Bruxelles, 2 mars 2018

mardi 27 février, les forces de police ont procédé à la mise sous scellés des locaux de l’association Femmes  Algériennes Revendiquant leurs Droits (FARD) et de l’Association Féministe pour l’Epanouissement de la Personne et l’Exercice de la Citoyenneté (AFEPEC) dans  la ville d’Oran, prétextant qu’elles ne sont pas agréées. EuroMed Droits et ses membres dénoncent cette mesure arbitraire, reflet de l’étouffement de la
société civile en Algérie.

C’est le Wali d’Oran qui a signé l’ordre de fermeture des locaux, en dehors de toute décision de justice, ce qui confirme l’étendue du pouvoir discrétionnaire laissé à l’administration dans le cadre de la loi n°12-06 de 2012  relative aux associations. Cette loi, extrêmemen restrictive, exige que toutes les associations — y  compris celles qui avaient déjà reçu un agrément avant
2012, comme FARD et AFEPEC — fassent une déclaration de mise en conformité suite à laquelle l’administration  doit leur remettre un nouveau récépissé d’enregistrement. Dans la pratique, l’administration  refuse de leur délivrer ce récépissé.

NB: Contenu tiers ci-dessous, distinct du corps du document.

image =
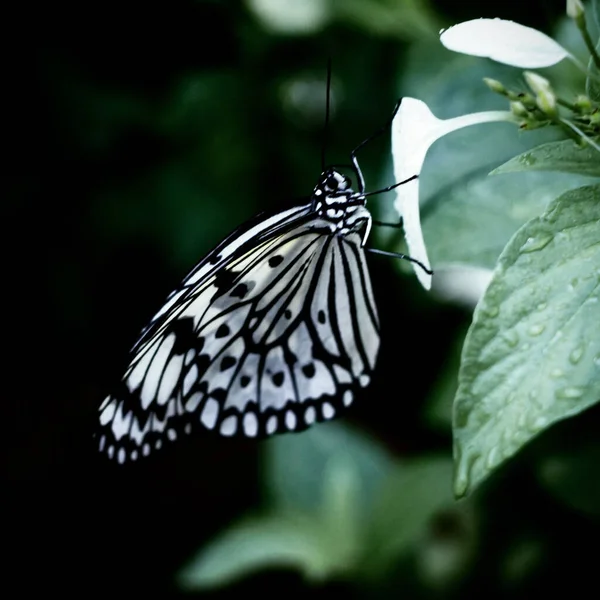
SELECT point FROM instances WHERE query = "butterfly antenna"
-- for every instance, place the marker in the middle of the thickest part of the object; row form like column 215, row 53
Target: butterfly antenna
column 359, row 175
column 327, row 107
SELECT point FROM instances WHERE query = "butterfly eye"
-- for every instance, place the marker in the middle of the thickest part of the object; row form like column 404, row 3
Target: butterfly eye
column 332, row 182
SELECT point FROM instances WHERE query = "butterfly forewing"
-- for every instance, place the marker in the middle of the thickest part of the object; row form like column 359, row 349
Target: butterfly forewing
column 272, row 332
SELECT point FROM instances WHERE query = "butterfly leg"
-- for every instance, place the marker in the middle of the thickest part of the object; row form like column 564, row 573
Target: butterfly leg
column 402, row 256
column 398, row 225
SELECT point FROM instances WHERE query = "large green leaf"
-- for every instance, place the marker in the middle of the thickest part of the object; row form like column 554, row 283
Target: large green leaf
column 565, row 156
column 413, row 492
column 295, row 466
column 293, row 541
column 467, row 216
column 532, row 354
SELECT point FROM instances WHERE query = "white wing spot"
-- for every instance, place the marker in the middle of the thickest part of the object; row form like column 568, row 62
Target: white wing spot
column 108, row 413
column 169, row 380
column 348, row 397
column 229, row 425
column 210, row 412
column 190, row 378
column 121, row 423
column 342, row 375
column 189, row 357
column 328, row 410
column 310, row 415
column 250, row 424
column 192, row 404
column 271, row 424
column 290, row 420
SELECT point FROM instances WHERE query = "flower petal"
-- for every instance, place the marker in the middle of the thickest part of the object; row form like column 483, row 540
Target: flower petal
column 414, row 129
column 504, row 41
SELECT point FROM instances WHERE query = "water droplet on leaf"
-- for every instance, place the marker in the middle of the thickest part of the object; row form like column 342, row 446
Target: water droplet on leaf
column 533, row 244
column 570, row 393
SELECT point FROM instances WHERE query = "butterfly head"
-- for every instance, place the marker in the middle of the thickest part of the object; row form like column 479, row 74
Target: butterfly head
column 333, row 183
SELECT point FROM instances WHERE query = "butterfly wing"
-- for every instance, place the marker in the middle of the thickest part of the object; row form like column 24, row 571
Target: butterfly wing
column 272, row 332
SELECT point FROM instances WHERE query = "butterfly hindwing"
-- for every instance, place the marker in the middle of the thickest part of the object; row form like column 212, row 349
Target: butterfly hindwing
column 273, row 331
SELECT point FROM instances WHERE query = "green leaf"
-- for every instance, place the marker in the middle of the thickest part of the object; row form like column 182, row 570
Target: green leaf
column 565, row 156
column 297, row 465
column 572, row 475
column 467, row 216
column 412, row 494
column 532, row 354
column 471, row 225
column 282, row 540
column 592, row 83
column 595, row 4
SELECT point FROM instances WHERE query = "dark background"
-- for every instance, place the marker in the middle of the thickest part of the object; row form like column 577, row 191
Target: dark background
column 137, row 136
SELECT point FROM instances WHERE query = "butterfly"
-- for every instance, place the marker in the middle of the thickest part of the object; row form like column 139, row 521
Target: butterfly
column 274, row 330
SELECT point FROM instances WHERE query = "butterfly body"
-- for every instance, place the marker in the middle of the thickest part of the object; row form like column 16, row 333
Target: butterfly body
column 273, row 331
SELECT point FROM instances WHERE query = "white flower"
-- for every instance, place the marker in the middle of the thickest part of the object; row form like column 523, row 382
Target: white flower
column 504, row 41
column 414, row 129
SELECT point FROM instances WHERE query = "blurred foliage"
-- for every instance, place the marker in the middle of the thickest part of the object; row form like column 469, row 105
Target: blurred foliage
column 141, row 135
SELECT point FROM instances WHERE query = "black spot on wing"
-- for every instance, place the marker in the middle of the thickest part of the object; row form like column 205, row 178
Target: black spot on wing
column 227, row 363
column 222, row 331
column 275, row 260
column 239, row 291
column 309, row 370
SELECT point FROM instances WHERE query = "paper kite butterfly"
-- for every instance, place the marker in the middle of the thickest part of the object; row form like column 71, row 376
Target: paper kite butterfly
column 272, row 331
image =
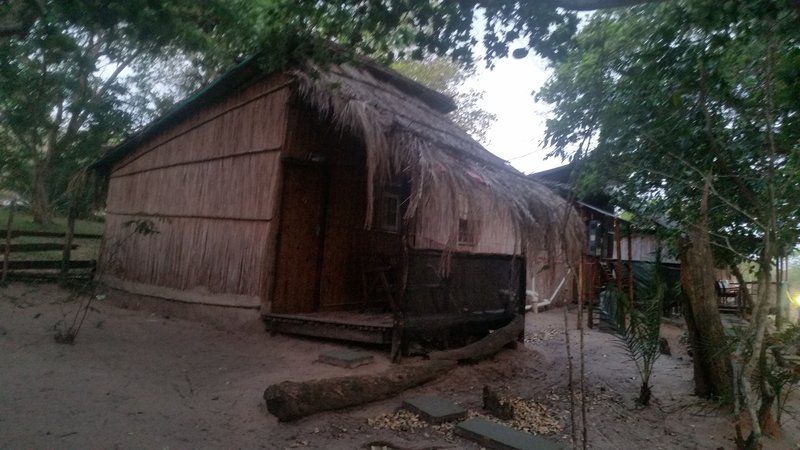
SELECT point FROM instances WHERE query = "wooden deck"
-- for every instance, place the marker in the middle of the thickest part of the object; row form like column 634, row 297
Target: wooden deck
column 368, row 328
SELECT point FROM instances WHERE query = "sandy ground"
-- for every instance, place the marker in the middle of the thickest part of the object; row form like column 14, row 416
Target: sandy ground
column 134, row 380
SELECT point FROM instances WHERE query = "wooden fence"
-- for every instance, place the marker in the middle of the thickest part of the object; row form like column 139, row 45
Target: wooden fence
column 62, row 268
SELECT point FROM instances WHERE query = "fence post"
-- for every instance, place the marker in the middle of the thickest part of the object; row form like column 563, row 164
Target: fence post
column 7, row 249
column 65, row 257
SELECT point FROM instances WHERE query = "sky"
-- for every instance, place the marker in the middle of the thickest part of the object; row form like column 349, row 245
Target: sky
column 518, row 132
column 509, row 87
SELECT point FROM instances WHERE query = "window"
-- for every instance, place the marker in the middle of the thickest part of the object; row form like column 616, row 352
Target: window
column 466, row 227
column 389, row 212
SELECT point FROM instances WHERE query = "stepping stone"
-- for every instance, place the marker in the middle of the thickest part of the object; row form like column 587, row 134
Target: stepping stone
column 346, row 358
column 435, row 410
column 496, row 436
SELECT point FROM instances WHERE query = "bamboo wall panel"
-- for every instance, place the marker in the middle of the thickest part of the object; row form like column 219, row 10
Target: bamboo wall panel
column 494, row 230
column 345, row 237
column 241, row 187
column 210, row 256
column 643, row 248
column 544, row 274
column 250, row 120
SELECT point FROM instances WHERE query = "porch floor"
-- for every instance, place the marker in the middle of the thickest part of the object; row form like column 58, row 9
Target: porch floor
column 371, row 328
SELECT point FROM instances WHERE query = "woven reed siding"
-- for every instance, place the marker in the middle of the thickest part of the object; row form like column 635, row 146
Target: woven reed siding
column 215, row 256
column 234, row 187
column 545, row 274
column 643, row 248
column 495, row 233
column 210, row 185
column 248, row 121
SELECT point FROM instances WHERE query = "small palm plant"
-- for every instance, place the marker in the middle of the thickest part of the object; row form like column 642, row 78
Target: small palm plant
column 641, row 335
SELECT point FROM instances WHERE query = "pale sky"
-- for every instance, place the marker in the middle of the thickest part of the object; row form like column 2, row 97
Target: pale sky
column 518, row 132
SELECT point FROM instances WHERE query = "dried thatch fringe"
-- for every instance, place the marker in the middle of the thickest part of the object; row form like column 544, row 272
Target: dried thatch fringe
column 403, row 135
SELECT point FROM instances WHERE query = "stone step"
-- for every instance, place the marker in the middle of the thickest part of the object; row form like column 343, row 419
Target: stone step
column 435, row 409
column 496, row 436
column 346, row 358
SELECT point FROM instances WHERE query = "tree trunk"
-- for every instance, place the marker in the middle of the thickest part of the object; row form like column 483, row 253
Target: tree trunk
column 40, row 200
column 292, row 400
column 712, row 364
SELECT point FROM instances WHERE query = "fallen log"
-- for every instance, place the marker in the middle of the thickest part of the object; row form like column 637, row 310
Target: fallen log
column 291, row 400
column 486, row 347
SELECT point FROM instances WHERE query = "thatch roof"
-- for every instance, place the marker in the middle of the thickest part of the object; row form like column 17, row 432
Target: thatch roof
column 406, row 131
column 405, row 134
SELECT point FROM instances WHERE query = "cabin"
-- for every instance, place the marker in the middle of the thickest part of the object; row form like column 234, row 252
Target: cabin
column 617, row 253
column 337, row 202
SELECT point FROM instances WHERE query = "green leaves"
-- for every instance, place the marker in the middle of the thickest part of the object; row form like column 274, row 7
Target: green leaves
column 665, row 95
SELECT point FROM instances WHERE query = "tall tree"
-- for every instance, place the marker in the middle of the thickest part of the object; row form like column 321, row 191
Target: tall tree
column 83, row 72
column 450, row 77
column 691, row 110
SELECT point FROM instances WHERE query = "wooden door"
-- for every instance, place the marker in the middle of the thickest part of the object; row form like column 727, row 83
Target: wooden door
column 301, row 236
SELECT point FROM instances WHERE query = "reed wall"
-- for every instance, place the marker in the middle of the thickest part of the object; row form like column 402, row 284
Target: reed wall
column 210, row 186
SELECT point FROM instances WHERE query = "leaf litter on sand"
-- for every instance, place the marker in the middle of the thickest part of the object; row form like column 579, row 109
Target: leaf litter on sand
column 543, row 336
column 529, row 416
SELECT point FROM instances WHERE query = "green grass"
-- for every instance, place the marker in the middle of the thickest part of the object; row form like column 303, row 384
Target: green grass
column 23, row 221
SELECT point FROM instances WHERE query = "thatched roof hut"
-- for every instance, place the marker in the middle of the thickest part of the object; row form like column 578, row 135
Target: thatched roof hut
column 405, row 207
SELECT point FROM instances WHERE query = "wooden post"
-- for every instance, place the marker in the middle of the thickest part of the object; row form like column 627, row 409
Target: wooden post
column 398, row 319
column 581, row 291
column 65, row 257
column 592, row 277
column 779, row 274
column 631, row 278
column 618, row 262
column 7, row 249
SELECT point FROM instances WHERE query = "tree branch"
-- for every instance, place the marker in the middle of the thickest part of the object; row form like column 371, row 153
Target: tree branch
column 591, row 5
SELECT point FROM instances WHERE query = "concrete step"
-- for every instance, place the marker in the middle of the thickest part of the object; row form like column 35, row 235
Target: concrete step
column 496, row 436
column 435, row 409
column 345, row 358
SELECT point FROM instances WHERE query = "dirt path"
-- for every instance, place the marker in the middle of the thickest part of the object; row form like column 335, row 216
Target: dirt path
column 138, row 380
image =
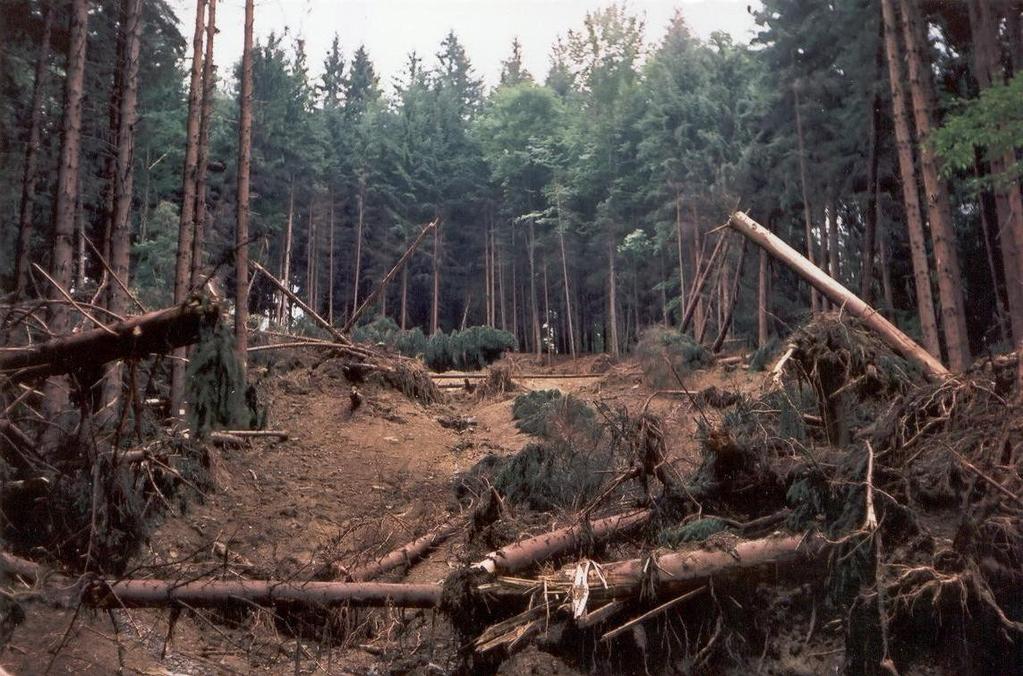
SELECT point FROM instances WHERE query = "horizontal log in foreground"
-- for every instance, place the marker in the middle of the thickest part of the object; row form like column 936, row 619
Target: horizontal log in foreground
column 216, row 593
column 522, row 554
column 158, row 331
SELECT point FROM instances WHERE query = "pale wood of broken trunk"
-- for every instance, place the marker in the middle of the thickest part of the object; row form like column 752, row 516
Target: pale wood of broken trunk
column 838, row 295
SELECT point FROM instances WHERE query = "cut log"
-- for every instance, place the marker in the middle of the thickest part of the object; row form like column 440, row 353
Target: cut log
column 371, row 299
column 158, row 331
column 838, row 295
column 217, row 593
column 406, row 554
column 533, row 550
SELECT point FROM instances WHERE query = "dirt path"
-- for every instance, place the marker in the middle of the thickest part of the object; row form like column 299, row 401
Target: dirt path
column 344, row 485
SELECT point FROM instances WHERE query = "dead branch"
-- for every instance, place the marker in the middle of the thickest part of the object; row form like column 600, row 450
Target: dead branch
column 523, row 554
column 217, row 593
column 371, row 299
column 838, row 294
column 158, row 331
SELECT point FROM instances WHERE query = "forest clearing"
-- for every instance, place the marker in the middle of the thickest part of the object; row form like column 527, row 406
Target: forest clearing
column 702, row 355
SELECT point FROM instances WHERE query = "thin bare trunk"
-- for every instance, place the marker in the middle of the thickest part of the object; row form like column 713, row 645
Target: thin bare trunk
column 435, row 309
column 910, row 197
column 203, row 156
column 534, row 314
column 182, row 273
column 284, row 310
column 329, row 269
column 67, row 195
column 124, row 173
column 26, row 220
column 938, row 208
column 808, row 221
column 360, row 200
column 613, row 347
column 987, row 70
column 245, row 162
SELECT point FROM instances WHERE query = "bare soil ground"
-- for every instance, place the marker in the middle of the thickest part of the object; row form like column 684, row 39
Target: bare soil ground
column 344, row 487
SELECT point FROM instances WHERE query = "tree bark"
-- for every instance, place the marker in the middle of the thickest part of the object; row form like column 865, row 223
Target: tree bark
column 871, row 226
column 524, row 553
column 124, row 176
column 533, row 310
column 156, row 331
column 26, row 218
column 216, row 593
column 938, row 208
column 613, row 347
column 400, row 265
column 731, row 300
column 910, row 196
column 1009, row 205
column 67, row 194
column 329, row 267
column 808, row 221
column 241, row 230
column 435, row 307
column 182, row 272
column 203, row 155
column 360, row 200
column 838, row 295
column 284, row 311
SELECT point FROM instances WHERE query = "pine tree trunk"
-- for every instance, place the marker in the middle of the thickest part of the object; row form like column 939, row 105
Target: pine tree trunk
column 203, row 156
column 26, row 220
column 910, row 197
column 245, row 163
column 124, row 172
column 815, row 300
column 360, row 200
column 565, row 279
column 435, row 308
column 763, row 330
column 182, row 273
column 284, row 310
column 681, row 265
column 67, row 193
column 534, row 313
column 329, row 271
column 871, row 226
column 1009, row 205
column 938, row 207
column 613, row 347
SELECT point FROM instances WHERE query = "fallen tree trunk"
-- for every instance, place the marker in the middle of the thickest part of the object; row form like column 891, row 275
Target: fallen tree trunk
column 158, row 331
column 216, row 593
column 405, row 554
column 838, row 295
column 523, row 554
column 371, row 299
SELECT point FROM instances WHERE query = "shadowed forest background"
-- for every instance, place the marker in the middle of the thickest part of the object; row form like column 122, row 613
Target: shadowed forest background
column 574, row 206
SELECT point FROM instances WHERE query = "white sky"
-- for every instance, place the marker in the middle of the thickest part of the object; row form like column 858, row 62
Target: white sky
column 390, row 29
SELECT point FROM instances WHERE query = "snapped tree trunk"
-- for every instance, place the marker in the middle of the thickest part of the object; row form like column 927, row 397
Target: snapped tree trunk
column 283, row 309
column 241, row 228
column 182, row 270
column 938, row 209
column 67, row 194
column 1009, row 204
column 807, row 219
column 910, row 196
column 124, row 175
column 838, row 295
column 26, row 220
column 203, row 156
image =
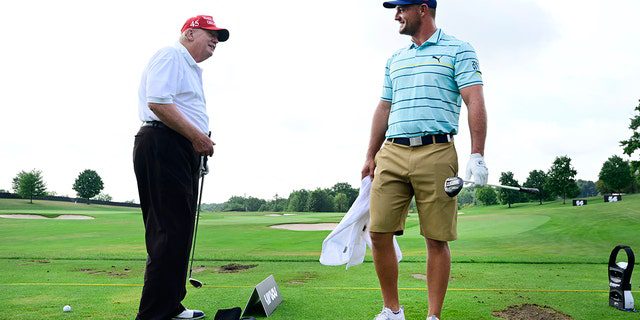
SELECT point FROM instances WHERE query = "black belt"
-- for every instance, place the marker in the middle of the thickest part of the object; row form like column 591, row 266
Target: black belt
column 155, row 124
column 422, row 141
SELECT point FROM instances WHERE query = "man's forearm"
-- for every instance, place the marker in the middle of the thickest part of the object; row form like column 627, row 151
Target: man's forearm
column 378, row 128
column 477, row 126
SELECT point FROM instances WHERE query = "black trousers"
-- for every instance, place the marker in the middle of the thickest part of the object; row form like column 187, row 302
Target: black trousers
column 166, row 168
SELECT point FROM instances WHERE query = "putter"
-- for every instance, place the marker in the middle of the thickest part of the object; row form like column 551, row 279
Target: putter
column 204, row 169
column 453, row 186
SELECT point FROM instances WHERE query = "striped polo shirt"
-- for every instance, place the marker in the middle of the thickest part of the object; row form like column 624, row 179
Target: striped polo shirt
column 423, row 85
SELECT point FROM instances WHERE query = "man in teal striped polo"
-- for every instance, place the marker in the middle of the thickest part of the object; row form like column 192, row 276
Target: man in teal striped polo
column 424, row 86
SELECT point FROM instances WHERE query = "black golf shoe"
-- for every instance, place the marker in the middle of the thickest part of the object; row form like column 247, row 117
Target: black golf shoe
column 189, row 315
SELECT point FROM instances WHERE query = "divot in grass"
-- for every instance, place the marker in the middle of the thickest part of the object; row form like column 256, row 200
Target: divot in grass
column 235, row 267
column 111, row 273
column 306, row 226
column 37, row 216
column 530, row 312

EuroMed Droits condamne cette nouvelle violation du droit à la liberté d’association, une liberté pourtant consacrée  par la Constitution de 2016 ainsi que par les engagements  internationaux pris par l’Algérie. Nous demandons aux  autorités algériennes de permettre à FARD et AFEPEC de réoccuper leurs locaux et de réformer la loi n°12-06 afin de la mettre en conformité avec le Pacte International pour les Droits Civils et Politiques. L’Algérie s’y est
engagée lors du dernier Examen Périodique Universel en septembre 2017.